Между тем, сегодня не какое-то особенное - обычное воскресное утро. Не из тех, когда спокойно рассматривается вопрос о том, чтобы смертельно порезаться во время бритья. Да и само бритье под вопросом. День предстоит провести взаперти, наедине с воспоминаниями - и никого не смутит отросшая за сутки щетина, никого не обрадуют гладко выбритые щеки и подбородок. И если бритвенные принадлежности извлечены из шкафчика в ванной, то для того лишь, чтобы оттянуть неизбежный миг, когда придется достать из папки законченный второй вариант докторской диссертации и порвать его в мелкие клочья. Пенка для бритья и станок фирмы "Жиллетт" - такой удобный, такой безопасный, как и вся моя чересчур удобная, чересчур безопасная жизнь…
Но прежде чем принять окончательное решение, я решил диссертацию перечитать. И вот, покончив с бритьем, я первым делом, не завтракая, лишь с чашкой крепкого черного кофе и сигаретой, устроился на диване и перечитал свою работу от первой до последней строчки, после чего решил, что до сих пор получалось у меня почти неплохо. То есть я готов утверждать, что даже совсем неплохо, но вот взял и вставил зачем-то пугливое "почти". Как-то само получилось. Автоматически. То ли из суеверия, чтобы удачу не спугнуть, то ли из скромности. Хотя на самом деле я вовсе не скромен. И что бы ни думал обо мне Горталов, сам я достаточно высоко оцениваю свои способности. Как физические, так и умственные.

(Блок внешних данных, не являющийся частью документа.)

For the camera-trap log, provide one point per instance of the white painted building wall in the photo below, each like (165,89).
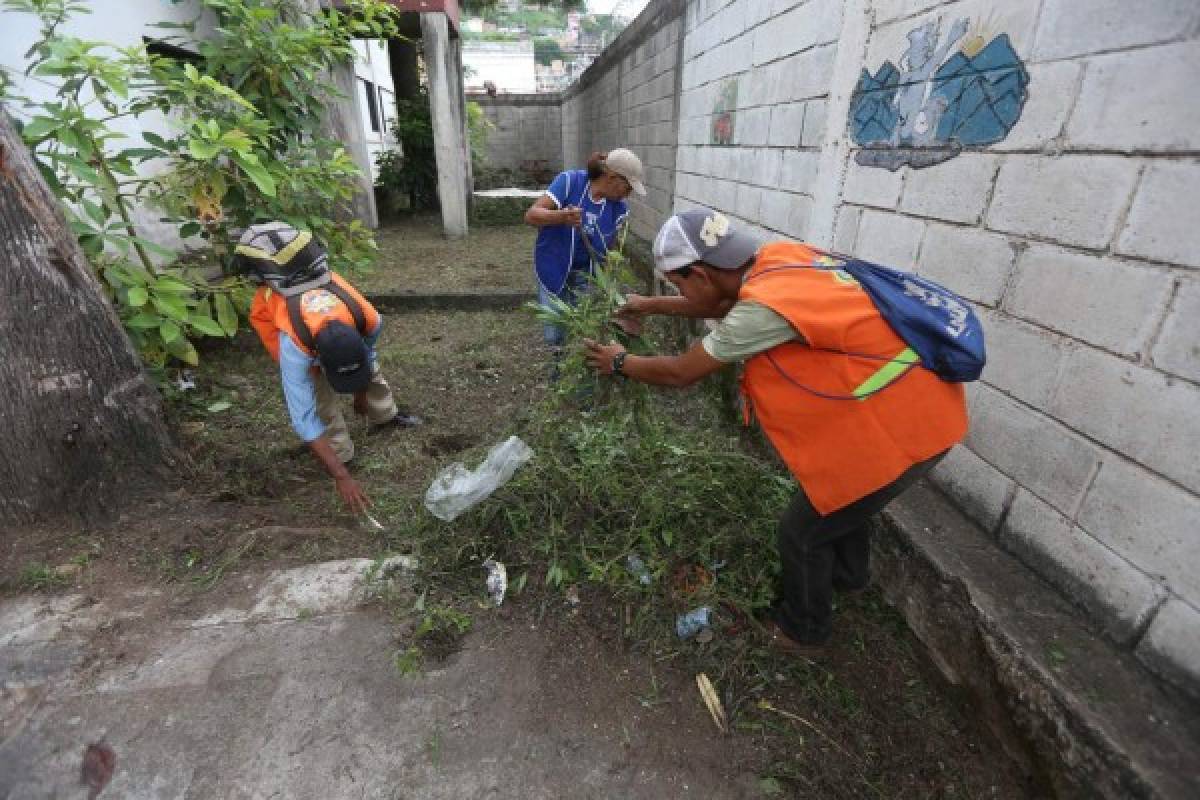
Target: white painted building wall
(133,25)
(18,31)
(377,97)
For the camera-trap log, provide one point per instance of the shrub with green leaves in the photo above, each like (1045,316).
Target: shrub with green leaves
(245,146)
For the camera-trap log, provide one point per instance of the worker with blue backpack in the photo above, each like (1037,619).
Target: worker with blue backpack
(853,372)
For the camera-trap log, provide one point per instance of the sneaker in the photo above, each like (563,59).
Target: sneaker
(781,642)
(402,420)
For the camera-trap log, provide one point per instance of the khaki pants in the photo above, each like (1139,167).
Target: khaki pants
(381,408)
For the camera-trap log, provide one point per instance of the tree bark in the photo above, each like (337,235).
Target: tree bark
(81,427)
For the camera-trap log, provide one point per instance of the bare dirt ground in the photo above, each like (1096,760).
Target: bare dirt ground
(869,717)
(415,257)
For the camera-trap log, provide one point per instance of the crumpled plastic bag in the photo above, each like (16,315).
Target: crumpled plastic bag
(456,488)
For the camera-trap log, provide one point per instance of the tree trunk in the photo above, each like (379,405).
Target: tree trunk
(79,423)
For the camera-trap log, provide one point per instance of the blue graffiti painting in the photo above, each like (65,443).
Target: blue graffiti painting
(936,106)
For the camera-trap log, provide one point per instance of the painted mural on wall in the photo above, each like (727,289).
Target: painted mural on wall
(724,115)
(936,103)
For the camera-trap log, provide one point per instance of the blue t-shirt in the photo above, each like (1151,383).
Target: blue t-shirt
(559,248)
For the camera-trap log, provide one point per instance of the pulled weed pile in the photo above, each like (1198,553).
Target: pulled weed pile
(660,506)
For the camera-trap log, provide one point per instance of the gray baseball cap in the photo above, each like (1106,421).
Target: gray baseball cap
(628,166)
(700,235)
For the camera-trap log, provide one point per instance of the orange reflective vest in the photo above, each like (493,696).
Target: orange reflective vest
(318,307)
(845,425)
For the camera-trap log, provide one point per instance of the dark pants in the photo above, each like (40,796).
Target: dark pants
(825,553)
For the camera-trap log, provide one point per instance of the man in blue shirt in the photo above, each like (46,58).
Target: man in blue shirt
(580,203)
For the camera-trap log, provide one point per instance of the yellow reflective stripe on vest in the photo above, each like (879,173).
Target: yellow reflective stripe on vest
(887,373)
(283,256)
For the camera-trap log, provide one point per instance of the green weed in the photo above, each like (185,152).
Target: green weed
(41,577)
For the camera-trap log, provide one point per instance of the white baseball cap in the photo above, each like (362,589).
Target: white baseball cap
(628,166)
(700,235)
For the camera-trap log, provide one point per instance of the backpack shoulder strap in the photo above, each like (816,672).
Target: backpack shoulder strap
(360,320)
(298,325)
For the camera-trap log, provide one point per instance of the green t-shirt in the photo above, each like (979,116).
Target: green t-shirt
(748,330)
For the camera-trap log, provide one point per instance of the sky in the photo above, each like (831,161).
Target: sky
(629,8)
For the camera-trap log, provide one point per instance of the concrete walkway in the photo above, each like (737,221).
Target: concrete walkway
(288,690)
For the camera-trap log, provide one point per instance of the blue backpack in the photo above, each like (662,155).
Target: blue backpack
(937,324)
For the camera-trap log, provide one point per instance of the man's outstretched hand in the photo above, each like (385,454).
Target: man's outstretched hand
(599,356)
(629,316)
(352,493)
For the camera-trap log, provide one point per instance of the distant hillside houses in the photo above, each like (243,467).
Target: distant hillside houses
(502,56)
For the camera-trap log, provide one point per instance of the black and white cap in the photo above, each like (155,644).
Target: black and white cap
(700,235)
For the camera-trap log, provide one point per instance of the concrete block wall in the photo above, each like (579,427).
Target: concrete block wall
(1078,241)
(1075,236)
(629,98)
(527,130)
(778,59)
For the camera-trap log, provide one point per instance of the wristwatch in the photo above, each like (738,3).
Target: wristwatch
(618,364)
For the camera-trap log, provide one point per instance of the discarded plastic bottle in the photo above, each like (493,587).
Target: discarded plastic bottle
(497,581)
(693,623)
(637,567)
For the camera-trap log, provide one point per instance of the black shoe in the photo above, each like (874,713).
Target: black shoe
(402,420)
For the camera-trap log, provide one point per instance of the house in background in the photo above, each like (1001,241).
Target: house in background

Нравятся мне мое сильное, складное, еще молодое тело и мой не слишком большой, портативный, как выражалась Инна, но ужасно быстродействующий и острый, как бритва, ум. Так что похерим провинциальные игры в скромность и скажем прямо, что второй вариант моей диссертации был очень даже неплох.
Тем более что проверить мои слова вы все равно не сможете. Потому что, перечитав диссертацию, я тут же собрал страницы в кучу и сжег.
То есть не сжег (еще одно не к месту выскочившее слово), не мог сжечь, потому что не на даче, а в городе, в обычной квартире, без камина, даже без газовой печи, негде жечь, да и опасно, пожар можно учинить, но машинально, не задумываясь о том, что делаю, подготовил к сжиганию - брал отпечатанные на лазерном принтере страницы, складывал стопочками и рвал - пополам, на четыре части, на восемь частей. Хватило бы и на четыре, поскольку рвал лишь для того, чтобы никто не прочитал и не понял целого (в этом смысле всегда испытываю какую-то странную застенчивость), но, как уже сказано, действовал машинально, по привычке и порвал на восемь частей - так лучше горит.
Проверено на даче, осенью, в позапрошлом году, когда такими вот, в осьмушку, клочками растапливал по утрам печь. По вечерам, помню, сидел у жарко горящей печи, курил, пил, иногда плакал (об этом отдельный разговор), рвал ненужные черновики, письма, тетрадки со старыми, бог знает какого года, записями, складывал в ящик, а утром, проснувшись от холода, набрасывал на плечи старый тулуп, присаживался к прогоревшей, остывшей, но все-таки, если приложить ладонь, чуть теплой в сравнении с другими предметами, печи, и растапливал ее заранее приготовленными осьмушками и нащипанными с вечера же лучинками. И точно такое же, как сейчас, возникало, помнится, странное ощущение чужого, не своего текста, когда вытягивал из кучи первый попавшийся клочок и читал вслух ни для кого что-то вроде этого:
и одновременно. Ради этог
революции, проводились
желаемого результата не был
быть, т. к. доступ к деньгам
чает, индивидуально проходя
уровнем ступени развития. Соб
вибрации денег слишком высок
все равно что дать огонь в рук
ленного ребенка. Это огненная
А что это означает, какого ребенка и почему огненная - этого и сам не знаю, не скажу сразу, потому что и в самом деле первый попавшийся клочок, а не нарочно так подобрал.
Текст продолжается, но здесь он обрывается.